Joy Ride is one of those rare movies that I know I shouldn’t like, but it is so well executed, so completely in touch with its inherent faults, so blissfully intent on doing what it’s supposed to, I cannot help but enjoy it. This is the sort of material of which bad movies are made. The plot is convoluted, contrived, and improbable, but it all somehow works. The characters exist solely to get from point A to point B and all the way to a climax that depends on ludicrously perfect timing to resolve the conflict. The conflict itself achieves a small sort of brilliance in its simplicity. Indeed, the only complicated aspect of the entire movie is the craft in which it achieves its suspense.

Taking what seems to be a growingly popular setup for movies, Joy Ride begins with the promise of a road trip. Lewis (Paul Walker) has just discovered that one of his oldest friends Venna (Leelee Sobieski) has just broken up with her boyfriend. So in an attempt to ignite sparks, he sells his plane tickets, buys a car, and heads to her school to take her home. Conveniently on the way is Salt Lake City, where Lewis’ older and troublemaking brother Fuller (Steve Zahn) has been arrested. After Lewis bails him out, Fuller installs a CB radio in the car, and the two have some fun playing with the loneliness of a desperate trucker. After a few conversations in which Lewis disguises his voice as "Candy Cane," the two see their chance to get back at an extremely rude man at a motel. They arrange a meeting with the trucker in the man’s room, but the rendezvous turns sour, and the police tell the two that the man was barely left alive.

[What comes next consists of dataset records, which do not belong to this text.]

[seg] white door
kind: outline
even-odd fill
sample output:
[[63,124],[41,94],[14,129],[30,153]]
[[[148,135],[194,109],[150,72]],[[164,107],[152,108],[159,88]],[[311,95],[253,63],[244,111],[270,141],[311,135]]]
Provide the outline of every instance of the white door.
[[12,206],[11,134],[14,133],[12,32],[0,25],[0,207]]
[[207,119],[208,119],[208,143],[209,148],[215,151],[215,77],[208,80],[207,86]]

Now we can assume that the trucker will follow the two, otherwise there is no movie. But the screenplay by Clay Tarver and Jeffrey Abrams has a few tiny surprises in store for us. One of the most important and probably overlooked is the way in which the boys confess their involvement to the police. A lesser movie would try to add another level of suspense by having the two keep quiet and thereby worry about being caught. This is just one of the ways in which the screenplay is constructed with the bare essentials in mind, and it’s this tight structure that helps the movie flow so smoothly.

Once we’ve gone through the exposition and the first scare, we begin to feel slight relief—knowing there’s more to come but having a hard time seeing from where. But it builds again, and keeps an almost constant level of suspense until the finale. Joy Ride was directed by John Dahl, who did great work on the modern noirs Red Rock West and The Last Seduction, and here he shows his skill at pure thriller. Helped by no less than four editors (a number that, at first thought, had me a bit worried), Dahl keeps Joy Ride just over an hour and half, and just as in Jurassic Park III, he proves that less is definitely more.

The cast is decidedly small with most of the roles filled by actors playing cops or truck drivers in the background. The leads are chosen for their obvious appeal to the youth market. Paul Walker, who most will remember from either The Skulls or this year’s The Fast and the Furious, shows that he is really just a pretty face. He has a certain charm, but not much behind that. Leelee Sobieski has proven herself to be a great young actress, but she seems bent to prove the opposite (and show off some other things, too, thanks to some inappropriately distracting costumes). A few weeks ago, she went through the motions in The Glass House, and she does the same thing here. This leaves us with only one character with whom to sympathize, and luckily, he is played by Steve Zahn. Zahn is an actor mostly associated with purely comedic roles, but this is really a star-making performance. His character is rounded, sympathetic, funny, and, most importantly, believable. It’s strange to see his character progress from one who should have been simple comic relief into one who grounds the whole movie.

Joy Ride is a good thriller with the makings of a great one. We moan the prospect of three sympathetic characters but rejoice at the presence of one as sympathetic as the Zahn character. We’re distracted by the tone of a public nudity scene but forget about it when the characters are brought together in the climax. There will be comparisons to Steven Spielberg’s Duel, and they aren’t too far off. Like all good thrillers, both give us the feeling of the gears working without ever having them stick out.